Perhaps the fact that once or twice on other nights the same light, indefinite sound fell upon his ear again, made him feel rather more secure than otherwise. Having examined the place again and with the same result, it troubled him no more. He set it down to some ordinary material cause.

After his first visit Haworth came into his room often. Why he came Murdoch did not understand very clearly. He did not come to talk; sometimes he scarcely spoke at all. He was moody and abstracted. He went about the place wearing a hard and reckless look, utterly unlike any roughness and hardness he had shown before. The hands who had cared the least for his not altogether ill-natured tempests in days gone by shrank or were restive before him now. He drove all before him or passed through the rooms sullenly. It was plain to see that he was not the man he had been—that he had even lost strength, and was suddenly worn and broken, though neither flesh nor color had failed him.

Among those who had made a lion of him he was more popular than ever. The fact that he had held out against ill luck when so many had gone down, was constantly quoted. The strikes which had kept up an uneven but prolonged struggle had been the ruin of many a manufacturer who had thought he could battle any storm. "Haworth's" had held its own and weathered the worst.

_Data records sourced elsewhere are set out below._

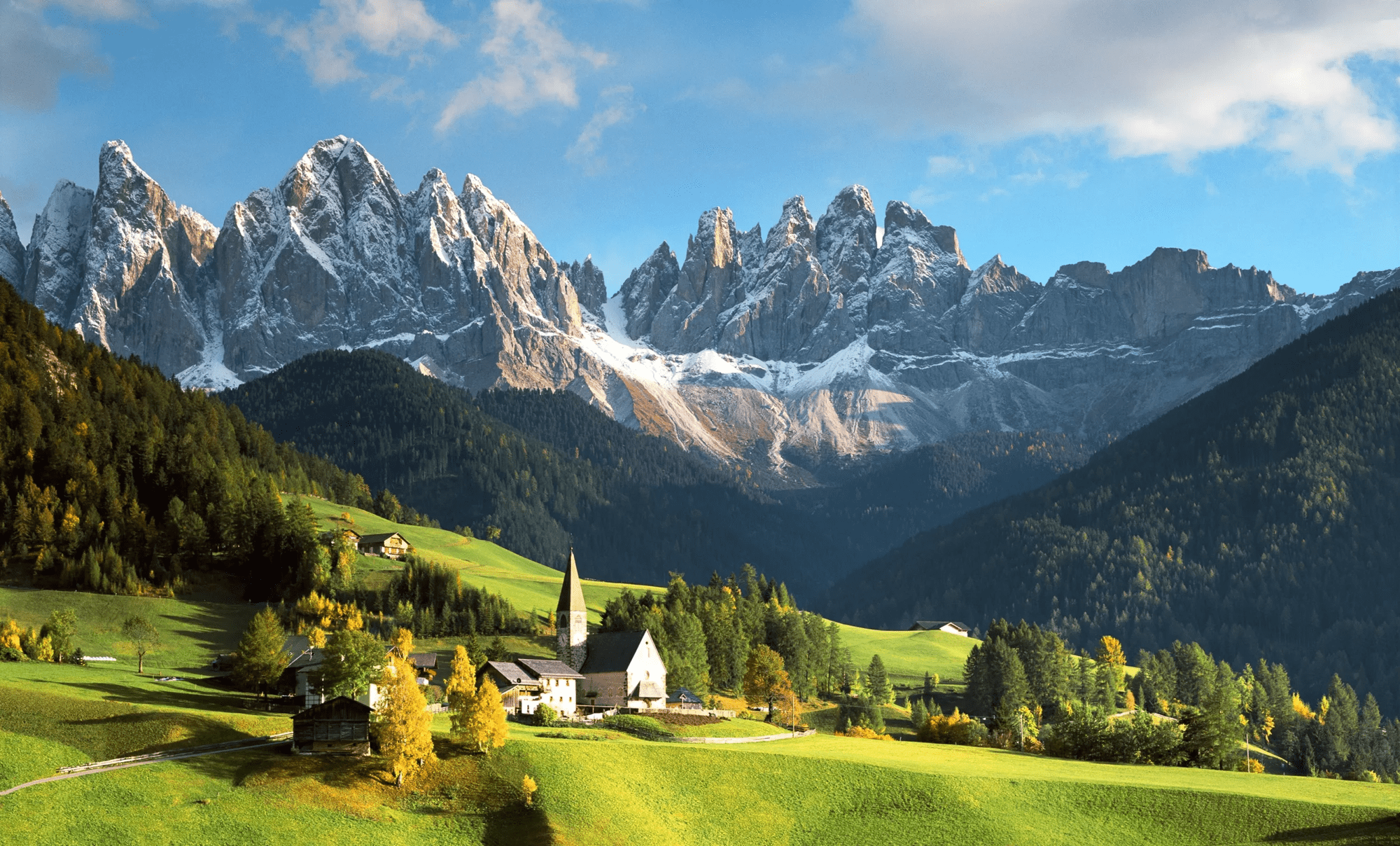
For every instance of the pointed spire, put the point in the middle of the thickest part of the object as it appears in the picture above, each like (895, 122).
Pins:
(572, 593)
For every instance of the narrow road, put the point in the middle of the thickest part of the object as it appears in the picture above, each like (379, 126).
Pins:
(103, 767)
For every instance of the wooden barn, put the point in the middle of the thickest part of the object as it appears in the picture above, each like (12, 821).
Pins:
(340, 726)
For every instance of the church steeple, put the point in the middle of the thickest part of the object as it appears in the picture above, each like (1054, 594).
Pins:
(572, 618)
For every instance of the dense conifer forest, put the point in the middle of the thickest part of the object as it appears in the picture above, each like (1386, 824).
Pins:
(1259, 519)
(115, 480)
(634, 504)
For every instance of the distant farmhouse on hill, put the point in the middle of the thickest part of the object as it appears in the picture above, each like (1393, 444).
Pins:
(951, 627)
(600, 670)
(384, 546)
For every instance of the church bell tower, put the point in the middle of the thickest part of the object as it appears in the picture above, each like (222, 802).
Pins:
(572, 618)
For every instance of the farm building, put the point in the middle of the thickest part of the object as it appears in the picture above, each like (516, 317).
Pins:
(684, 698)
(620, 669)
(951, 627)
(530, 683)
(386, 546)
(335, 728)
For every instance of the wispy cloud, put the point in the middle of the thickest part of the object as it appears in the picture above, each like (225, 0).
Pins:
(332, 40)
(617, 106)
(36, 55)
(534, 65)
(1174, 79)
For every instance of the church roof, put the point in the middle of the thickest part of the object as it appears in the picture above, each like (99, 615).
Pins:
(572, 593)
(611, 652)
(542, 667)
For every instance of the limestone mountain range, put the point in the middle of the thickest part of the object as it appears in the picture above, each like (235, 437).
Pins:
(811, 344)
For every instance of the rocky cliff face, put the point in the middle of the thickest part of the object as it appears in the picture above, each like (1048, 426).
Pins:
(783, 351)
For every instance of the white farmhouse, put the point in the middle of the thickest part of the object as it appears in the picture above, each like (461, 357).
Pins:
(620, 669)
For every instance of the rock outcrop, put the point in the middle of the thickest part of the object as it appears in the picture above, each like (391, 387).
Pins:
(813, 342)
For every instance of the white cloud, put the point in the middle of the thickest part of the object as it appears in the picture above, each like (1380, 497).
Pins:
(331, 40)
(947, 166)
(615, 107)
(536, 65)
(1175, 79)
(34, 55)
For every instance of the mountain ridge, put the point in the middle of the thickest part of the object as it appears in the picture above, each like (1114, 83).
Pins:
(783, 352)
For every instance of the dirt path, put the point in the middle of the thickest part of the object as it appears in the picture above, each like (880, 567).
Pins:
(106, 767)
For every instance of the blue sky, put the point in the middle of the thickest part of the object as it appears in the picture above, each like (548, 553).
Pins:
(1049, 131)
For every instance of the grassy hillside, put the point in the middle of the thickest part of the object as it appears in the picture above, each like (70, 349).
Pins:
(526, 583)
(811, 791)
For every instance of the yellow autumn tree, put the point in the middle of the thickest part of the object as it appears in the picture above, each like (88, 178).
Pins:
(1111, 655)
(402, 644)
(461, 690)
(404, 722)
(485, 721)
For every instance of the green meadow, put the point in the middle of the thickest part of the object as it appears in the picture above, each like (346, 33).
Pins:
(596, 785)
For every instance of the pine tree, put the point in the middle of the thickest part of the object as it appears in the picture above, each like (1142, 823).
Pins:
(486, 719)
(144, 638)
(877, 681)
(919, 715)
(461, 690)
(261, 658)
(404, 723)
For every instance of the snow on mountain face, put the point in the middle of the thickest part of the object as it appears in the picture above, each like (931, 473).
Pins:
(813, 341)
(12, 251)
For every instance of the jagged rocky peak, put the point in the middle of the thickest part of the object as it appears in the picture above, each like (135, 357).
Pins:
(12, 251)
(648, 288)
(589, 282)
(997, 278)
(712, 279)
(846, 237)
(55, 257)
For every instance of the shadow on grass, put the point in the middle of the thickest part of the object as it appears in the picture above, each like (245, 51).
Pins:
(1377, 831)
(211, 697)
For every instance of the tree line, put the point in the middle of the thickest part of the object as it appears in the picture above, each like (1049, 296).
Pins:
(115, 480)
(1256, 519)
(1182, 708)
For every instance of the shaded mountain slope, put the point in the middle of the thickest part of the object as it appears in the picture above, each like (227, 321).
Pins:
(1261, 518)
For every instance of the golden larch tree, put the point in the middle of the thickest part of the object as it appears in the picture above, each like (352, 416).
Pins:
(486, 719)
(405, 725)
(461, 690)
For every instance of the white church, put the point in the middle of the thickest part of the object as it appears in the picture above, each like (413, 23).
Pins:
(603, 670)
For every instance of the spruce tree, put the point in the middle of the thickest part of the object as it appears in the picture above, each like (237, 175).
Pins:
(877, 683)
(261, 658)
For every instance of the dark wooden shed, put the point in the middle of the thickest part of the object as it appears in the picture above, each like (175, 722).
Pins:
(340, 726)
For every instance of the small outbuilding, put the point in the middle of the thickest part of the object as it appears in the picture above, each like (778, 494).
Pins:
(340, 726)
(684, 698)
(951, 627)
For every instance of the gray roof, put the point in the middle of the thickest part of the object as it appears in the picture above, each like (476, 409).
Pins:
(542, 667)
(684, 695)
(572, 593)
(380, 539)
(933, 625)
(513, 673)
(611, 652)
(650, 690)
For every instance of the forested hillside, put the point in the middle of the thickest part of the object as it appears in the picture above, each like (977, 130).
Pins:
(632, 504)
(1258, 519)
(115, 480)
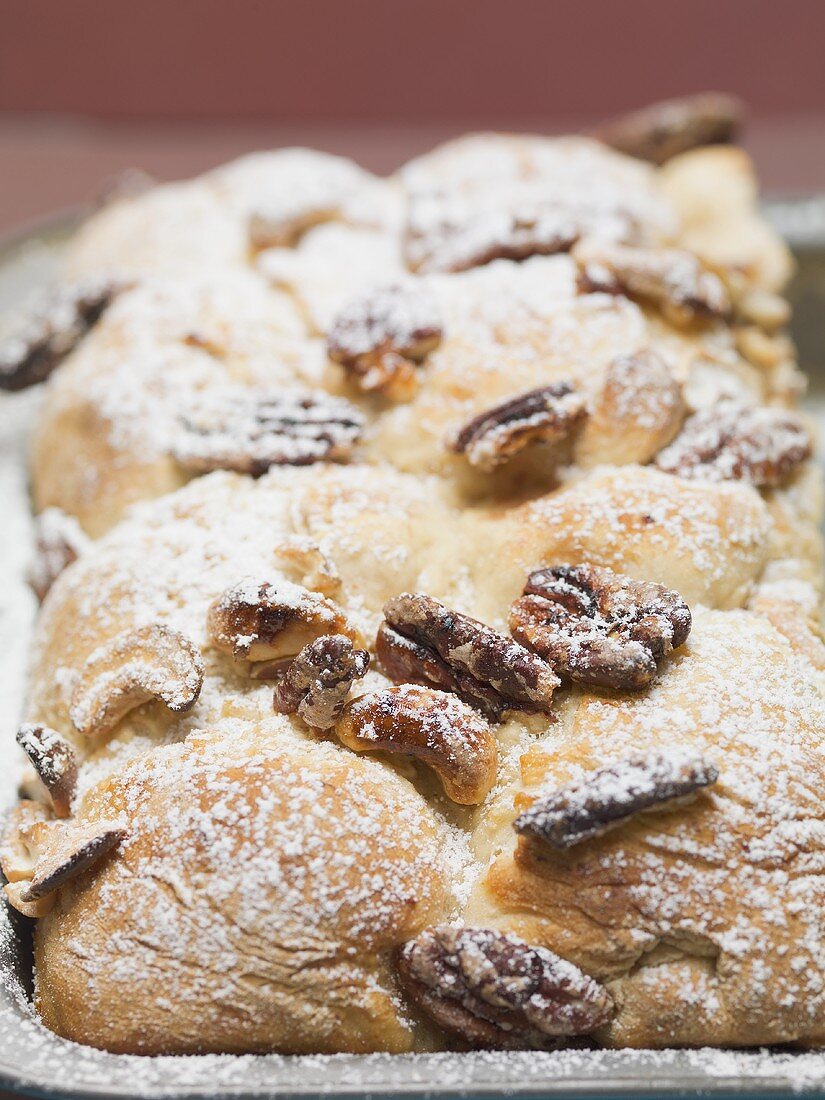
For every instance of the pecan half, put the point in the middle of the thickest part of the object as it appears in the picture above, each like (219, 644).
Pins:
(548, 415)
(318, 680)
(70, 855)
(662, 131)
(58, 541)
(732, 441)
(56, 325)
(598, 627)
(432, 726)
(424, 641)
(607, 798)
(444, 235)
(671, 279)
(383, 336)
(267, 620)
(55, 762)
(25, 831)
(251, 430)
(495, 990)
(150, 662)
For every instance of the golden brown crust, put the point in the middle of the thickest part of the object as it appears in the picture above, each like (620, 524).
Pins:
(516, 336)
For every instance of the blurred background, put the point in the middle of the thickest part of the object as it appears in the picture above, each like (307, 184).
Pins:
(91, 87)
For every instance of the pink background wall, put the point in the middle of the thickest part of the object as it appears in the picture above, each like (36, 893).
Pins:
(90, 86)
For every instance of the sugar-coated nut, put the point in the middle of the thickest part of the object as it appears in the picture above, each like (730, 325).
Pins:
(250, 430)
(266, 620)
(55, 762)
(495, 990)
(150, 662)
(432, 726)
(606, 799)
(598, 627)
(318, 680)
(548, 415)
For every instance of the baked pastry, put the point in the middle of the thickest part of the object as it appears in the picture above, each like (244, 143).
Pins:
(430, 648)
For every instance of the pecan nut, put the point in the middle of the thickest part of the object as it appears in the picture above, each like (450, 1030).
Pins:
(57, 323)
(432, 726)
(150, 662)
(422, 641)
(382, 337)
(442, 235)
(732, 441)
(318, 680)
(58, 541)
(25, 832)
(495, 990)
(607, 798)
(268, 620)
(662, 131)
(598, 627)
(251, 430)
(548, 415)
(55, 762)
(69, 856)
(669, 278)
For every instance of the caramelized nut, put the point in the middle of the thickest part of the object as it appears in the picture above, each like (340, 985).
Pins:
(442, 235)
(267, 620)
(318, 680)
(598, 627)
(732, 441)
(548, 415)
(605, 799)
(433, 726)
(58, 541)
(150, 662)
(57, 323)
(251, 430)
(55, 762)
(25, 832)
(664, 130)
(74, 853)
(424, 641)
(494, 990)
(668, 278)
(382, 337)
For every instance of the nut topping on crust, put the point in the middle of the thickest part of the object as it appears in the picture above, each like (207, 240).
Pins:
(58, 322)
(605, 799)
(547, 415)
(59, 540)
(598, 627)
(25, 829)
(251, 430)
(433, 726)
(318, 680)
(381, 337)
(75, 853)
(443, 235)
(267, 620)
(424, 641)
(673, 281)
(738, 442)
(149, 662)
(495, 990)
(664, 130)
(55, 762)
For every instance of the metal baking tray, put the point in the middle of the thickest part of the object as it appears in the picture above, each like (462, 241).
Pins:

This was what the county potentates were fond of saying upon all occasions,—particularly when they wanted Haworth to dine with them at their houses. He used to accept their invitations and then go and sit at their dinner-tables with a sardonic face. His humor, it was remarked with some regret, was often of a sardonic kind. Occasionally he laughed at the wrong time, and his jokes were not always easy to smile under. It was also remarked that Mr. Ffrench scarcely seemed comfortable upon these festive occasions. Of late he had not been in the enjoyment of good health. He explained that he suffered from nervous headaches and depression. His refined, well-molded face had become rather thin and fatigued-looking. He had lost his effusive eloquence. He often sat silent and started nervously when spoken to, but he did not eschew society at all, always going out upon any state occasion when his partner was to be a feature of the feast. Once upon such an occasion he had said privately and with some plaintiveness to Haworth:

"I don't think I can go to-night, my dear fellow. I really don't feel quite equal to it."

"Blast you!" said Haworth, dispensing with social codes. "You'll go whether you're up to it or not. We'll keep it up to the end. It'll be over soon enough."

He evinced interest in the model, in his visits to the work-room, which seemed a little singular to Murdoch. He asked questions about it, and more than once repeated his caution concerning its being "kept close."

"I've got it into my head that you'll finish it some of these days," he said once, "if naught happens to it or you."